Star Inn the City, York
We’ve long championed the Star inn at Harome, one of Yorkshire’s best gastropubs, and the Star Inn the City, in a corner of Museum Gardens right by the river in York, brings Pern’s traditional British dishes with a twist, to the green heart of the city.
Pern restored the rotting old Engine House by the Ouse and today it looks a million dollars with it’s sleek glass Garden Room and its sunny terrace (excavated beneath to allow for the frequently flooding river).
Like the Star Inn the country, the menu is made up of comforting plates of well-cooked food with the added Pern skill that lifts a mundane Monday night dish into something pretty good. For instance: posh prawn cocktail … prawns, cold-smoked salmon, tomato sorbet and pea puree … a salad of mulled quince with Yorkshire Blue cheese and candied walnuts … risotto of partridge with chestnuts, curly kale and Hawes Wensleydale.
At mains we went for cod with parsley mash, white wine sauce and Shetland mussels and roast suckling pig with crackling, poached figs, mulled quince and a little sausage roll (Pern knows just how to do accompaniments) all served with an Ampleforth apple-brandy sauce. The menu still falls a bit short on veggie dishes, but winter truffled macaroni with wilted greens, chanterelle mushrooms and a Hawes Wensleydale crust sounds tempting. So does Yorkshire rarebit with beetroot salad and walnut pesto.

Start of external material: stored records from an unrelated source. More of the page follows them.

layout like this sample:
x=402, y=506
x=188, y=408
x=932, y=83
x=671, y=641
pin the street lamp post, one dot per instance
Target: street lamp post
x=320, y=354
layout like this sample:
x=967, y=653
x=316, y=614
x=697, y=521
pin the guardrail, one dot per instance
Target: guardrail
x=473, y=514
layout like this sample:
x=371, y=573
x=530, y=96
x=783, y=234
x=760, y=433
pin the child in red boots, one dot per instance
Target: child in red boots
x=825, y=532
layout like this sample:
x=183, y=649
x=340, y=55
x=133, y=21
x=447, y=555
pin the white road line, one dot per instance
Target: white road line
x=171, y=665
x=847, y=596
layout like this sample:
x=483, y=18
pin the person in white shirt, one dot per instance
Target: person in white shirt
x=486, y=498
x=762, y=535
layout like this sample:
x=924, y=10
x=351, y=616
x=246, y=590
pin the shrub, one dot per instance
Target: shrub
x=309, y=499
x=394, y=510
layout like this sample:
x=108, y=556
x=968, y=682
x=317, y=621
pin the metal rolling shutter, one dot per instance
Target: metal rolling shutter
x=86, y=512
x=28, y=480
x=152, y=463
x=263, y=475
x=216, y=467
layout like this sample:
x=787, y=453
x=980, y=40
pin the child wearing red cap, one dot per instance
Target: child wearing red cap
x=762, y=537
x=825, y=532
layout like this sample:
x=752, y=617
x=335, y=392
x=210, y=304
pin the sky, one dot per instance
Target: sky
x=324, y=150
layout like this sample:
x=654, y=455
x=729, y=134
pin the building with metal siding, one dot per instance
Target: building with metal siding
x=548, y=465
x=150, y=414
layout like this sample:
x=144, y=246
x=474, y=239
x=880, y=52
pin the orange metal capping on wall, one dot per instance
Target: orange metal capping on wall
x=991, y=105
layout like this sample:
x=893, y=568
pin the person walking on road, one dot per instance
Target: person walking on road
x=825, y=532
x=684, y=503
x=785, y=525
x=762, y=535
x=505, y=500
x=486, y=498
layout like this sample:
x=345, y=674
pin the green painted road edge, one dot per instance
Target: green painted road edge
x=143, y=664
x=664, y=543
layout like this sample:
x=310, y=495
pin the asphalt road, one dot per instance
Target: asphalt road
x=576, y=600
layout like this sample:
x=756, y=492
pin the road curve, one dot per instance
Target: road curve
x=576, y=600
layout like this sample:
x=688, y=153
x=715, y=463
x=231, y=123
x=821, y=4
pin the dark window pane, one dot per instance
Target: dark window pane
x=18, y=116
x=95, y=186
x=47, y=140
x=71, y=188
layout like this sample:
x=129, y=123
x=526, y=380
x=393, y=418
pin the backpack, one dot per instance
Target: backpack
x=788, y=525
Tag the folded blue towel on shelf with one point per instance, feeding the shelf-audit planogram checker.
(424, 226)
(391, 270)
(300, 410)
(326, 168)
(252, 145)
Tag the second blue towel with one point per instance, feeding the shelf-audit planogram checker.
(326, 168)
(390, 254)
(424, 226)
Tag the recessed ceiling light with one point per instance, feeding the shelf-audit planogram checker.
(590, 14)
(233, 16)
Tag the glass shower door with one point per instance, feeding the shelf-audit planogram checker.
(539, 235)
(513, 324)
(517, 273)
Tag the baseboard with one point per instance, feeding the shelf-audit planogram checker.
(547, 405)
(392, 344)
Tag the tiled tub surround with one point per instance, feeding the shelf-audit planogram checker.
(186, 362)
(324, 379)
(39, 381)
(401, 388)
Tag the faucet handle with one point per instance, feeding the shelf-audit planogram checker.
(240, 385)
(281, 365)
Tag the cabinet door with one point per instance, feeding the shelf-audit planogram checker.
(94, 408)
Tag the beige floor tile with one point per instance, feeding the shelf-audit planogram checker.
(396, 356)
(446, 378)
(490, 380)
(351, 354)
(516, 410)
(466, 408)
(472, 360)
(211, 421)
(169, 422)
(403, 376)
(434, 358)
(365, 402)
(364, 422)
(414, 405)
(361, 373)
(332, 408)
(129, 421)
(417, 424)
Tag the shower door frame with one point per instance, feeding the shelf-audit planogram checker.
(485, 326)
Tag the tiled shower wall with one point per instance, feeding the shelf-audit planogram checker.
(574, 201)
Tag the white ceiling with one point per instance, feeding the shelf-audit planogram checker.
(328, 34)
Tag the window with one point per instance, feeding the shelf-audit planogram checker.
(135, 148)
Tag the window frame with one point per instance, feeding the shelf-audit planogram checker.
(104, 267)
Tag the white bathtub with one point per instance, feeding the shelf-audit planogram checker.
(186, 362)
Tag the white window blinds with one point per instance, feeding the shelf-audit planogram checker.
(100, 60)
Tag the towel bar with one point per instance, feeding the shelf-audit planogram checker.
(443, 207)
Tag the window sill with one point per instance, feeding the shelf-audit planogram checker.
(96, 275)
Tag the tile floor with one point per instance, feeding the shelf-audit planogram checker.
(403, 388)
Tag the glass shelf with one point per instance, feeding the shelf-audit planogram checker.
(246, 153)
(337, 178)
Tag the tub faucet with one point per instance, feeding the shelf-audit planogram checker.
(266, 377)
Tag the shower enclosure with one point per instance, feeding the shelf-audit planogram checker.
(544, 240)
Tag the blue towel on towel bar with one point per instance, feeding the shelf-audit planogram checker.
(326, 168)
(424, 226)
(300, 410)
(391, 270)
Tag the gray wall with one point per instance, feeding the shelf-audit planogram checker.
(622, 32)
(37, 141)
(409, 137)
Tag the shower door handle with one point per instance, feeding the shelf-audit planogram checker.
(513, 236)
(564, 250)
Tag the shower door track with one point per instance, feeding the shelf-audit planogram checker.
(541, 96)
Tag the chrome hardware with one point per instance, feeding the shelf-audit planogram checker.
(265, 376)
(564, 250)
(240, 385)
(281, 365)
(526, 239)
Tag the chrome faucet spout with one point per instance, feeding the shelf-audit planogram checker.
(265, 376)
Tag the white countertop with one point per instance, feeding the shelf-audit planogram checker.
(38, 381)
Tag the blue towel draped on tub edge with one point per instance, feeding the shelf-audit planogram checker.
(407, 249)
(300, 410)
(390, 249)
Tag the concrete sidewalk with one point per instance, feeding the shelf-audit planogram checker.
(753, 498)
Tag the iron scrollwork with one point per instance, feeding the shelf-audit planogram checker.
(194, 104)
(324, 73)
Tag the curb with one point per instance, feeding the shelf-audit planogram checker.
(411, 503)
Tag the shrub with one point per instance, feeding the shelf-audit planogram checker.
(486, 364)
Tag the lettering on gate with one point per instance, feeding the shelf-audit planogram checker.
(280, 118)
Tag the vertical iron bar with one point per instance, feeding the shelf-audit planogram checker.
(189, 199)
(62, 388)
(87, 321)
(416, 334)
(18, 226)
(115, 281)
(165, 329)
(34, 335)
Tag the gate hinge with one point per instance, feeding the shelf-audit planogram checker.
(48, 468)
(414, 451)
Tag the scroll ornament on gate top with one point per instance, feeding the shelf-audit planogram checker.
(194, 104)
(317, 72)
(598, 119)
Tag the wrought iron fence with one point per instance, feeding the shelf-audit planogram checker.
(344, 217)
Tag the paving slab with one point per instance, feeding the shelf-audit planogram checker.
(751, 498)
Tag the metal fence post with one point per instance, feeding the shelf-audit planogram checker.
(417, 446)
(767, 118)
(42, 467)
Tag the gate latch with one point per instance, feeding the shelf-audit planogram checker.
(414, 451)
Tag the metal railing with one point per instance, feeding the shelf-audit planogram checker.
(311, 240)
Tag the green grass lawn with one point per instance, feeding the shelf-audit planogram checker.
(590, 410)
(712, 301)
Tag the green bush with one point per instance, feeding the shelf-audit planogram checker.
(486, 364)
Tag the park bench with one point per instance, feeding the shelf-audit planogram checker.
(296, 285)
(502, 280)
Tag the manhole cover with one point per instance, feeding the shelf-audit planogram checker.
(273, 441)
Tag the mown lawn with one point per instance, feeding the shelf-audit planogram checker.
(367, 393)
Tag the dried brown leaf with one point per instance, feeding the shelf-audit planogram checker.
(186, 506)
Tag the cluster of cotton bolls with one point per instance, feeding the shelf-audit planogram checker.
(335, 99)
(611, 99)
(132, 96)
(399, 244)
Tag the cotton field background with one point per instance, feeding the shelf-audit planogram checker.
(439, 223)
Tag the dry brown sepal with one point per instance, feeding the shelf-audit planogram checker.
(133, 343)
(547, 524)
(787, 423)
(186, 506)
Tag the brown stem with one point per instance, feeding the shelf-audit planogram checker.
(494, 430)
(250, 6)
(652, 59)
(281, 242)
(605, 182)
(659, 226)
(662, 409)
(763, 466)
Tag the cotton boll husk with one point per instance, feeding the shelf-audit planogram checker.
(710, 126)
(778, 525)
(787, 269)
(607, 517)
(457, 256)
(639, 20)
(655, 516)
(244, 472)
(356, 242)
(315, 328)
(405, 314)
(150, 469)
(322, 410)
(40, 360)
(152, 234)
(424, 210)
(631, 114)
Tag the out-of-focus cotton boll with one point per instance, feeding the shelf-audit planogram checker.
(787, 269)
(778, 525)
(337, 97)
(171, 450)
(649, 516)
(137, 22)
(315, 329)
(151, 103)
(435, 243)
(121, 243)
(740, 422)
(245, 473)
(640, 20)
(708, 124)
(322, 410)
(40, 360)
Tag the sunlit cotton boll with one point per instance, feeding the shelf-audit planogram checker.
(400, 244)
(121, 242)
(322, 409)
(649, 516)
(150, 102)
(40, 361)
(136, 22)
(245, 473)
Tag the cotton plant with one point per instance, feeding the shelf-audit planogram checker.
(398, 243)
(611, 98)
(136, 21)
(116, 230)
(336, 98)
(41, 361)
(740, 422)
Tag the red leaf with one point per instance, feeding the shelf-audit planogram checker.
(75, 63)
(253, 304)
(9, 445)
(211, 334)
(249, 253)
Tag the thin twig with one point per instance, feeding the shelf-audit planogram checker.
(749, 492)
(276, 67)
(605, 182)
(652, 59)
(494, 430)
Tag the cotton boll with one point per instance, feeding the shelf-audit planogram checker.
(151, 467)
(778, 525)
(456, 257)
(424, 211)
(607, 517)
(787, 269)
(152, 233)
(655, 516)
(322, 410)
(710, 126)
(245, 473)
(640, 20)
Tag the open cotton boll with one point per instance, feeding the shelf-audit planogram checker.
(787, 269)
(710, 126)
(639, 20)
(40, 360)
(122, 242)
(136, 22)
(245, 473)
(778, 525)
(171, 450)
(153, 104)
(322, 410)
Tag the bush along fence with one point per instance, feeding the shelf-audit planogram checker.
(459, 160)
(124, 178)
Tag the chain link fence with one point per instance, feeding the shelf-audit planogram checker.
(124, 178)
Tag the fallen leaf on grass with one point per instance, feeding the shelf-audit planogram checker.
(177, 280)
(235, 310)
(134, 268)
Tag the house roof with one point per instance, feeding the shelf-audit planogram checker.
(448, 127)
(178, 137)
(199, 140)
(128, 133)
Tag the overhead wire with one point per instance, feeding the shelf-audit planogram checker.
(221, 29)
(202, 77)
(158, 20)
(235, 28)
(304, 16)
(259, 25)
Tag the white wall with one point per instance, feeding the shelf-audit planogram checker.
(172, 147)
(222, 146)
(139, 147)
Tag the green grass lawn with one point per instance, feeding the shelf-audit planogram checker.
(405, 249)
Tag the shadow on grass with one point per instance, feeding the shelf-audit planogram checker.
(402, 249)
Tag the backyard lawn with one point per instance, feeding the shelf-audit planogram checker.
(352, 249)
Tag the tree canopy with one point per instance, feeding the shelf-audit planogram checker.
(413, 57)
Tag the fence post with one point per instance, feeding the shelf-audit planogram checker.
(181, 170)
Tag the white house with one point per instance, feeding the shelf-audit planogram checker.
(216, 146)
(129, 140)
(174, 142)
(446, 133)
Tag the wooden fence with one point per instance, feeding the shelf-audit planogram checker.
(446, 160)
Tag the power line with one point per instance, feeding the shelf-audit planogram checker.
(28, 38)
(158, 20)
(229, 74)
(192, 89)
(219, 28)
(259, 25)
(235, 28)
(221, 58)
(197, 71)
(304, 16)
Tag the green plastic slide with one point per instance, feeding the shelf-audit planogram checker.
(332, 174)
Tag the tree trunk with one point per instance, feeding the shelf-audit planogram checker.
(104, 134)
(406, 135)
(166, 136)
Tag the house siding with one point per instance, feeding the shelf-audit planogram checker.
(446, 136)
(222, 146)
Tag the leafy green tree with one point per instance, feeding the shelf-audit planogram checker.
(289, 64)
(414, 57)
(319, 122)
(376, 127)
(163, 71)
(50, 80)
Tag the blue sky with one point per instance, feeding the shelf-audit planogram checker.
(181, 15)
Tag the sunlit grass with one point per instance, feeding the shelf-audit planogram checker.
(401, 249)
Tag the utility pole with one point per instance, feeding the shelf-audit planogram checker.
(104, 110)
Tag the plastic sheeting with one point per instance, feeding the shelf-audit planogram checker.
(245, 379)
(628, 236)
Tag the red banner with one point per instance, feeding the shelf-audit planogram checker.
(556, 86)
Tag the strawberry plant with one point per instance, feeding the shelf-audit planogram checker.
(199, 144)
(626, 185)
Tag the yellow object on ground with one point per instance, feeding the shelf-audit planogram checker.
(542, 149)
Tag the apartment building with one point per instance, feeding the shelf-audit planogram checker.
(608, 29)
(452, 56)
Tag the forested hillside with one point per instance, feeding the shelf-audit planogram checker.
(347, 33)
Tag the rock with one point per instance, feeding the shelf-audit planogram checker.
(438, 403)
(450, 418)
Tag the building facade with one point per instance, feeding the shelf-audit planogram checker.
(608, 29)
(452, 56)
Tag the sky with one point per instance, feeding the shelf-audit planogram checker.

Puddings are just as appealing: dark chocolate and orange tart with clementine curd and blood orange salad; caramelised damson gin rice pudding with sugared skin and homemade hedgerow jam or maybe that Pern signature of ginger parkin with rhubarb ripple ice cream and hot spiced syrup (plus a shot of rhubarb schnapps on request). Plates of the latter sailed past our table a number of times, but we were stuffed. Portions are generous without being overwhelming; we settled for a cafetiere of good strong coffee from York’s Coffee Emporium served with a little chocolate brownie.
Before lockdown the terrace overlooking the river has been crowded and rowdy, but for the time-being at least it is available for diners and not just drinkers and all the better for that. The menu is shorter and simpler and again, no harm in that and on a recent visit it was a delight. With well-spaced tables and a view down the river, there really is nowhere better.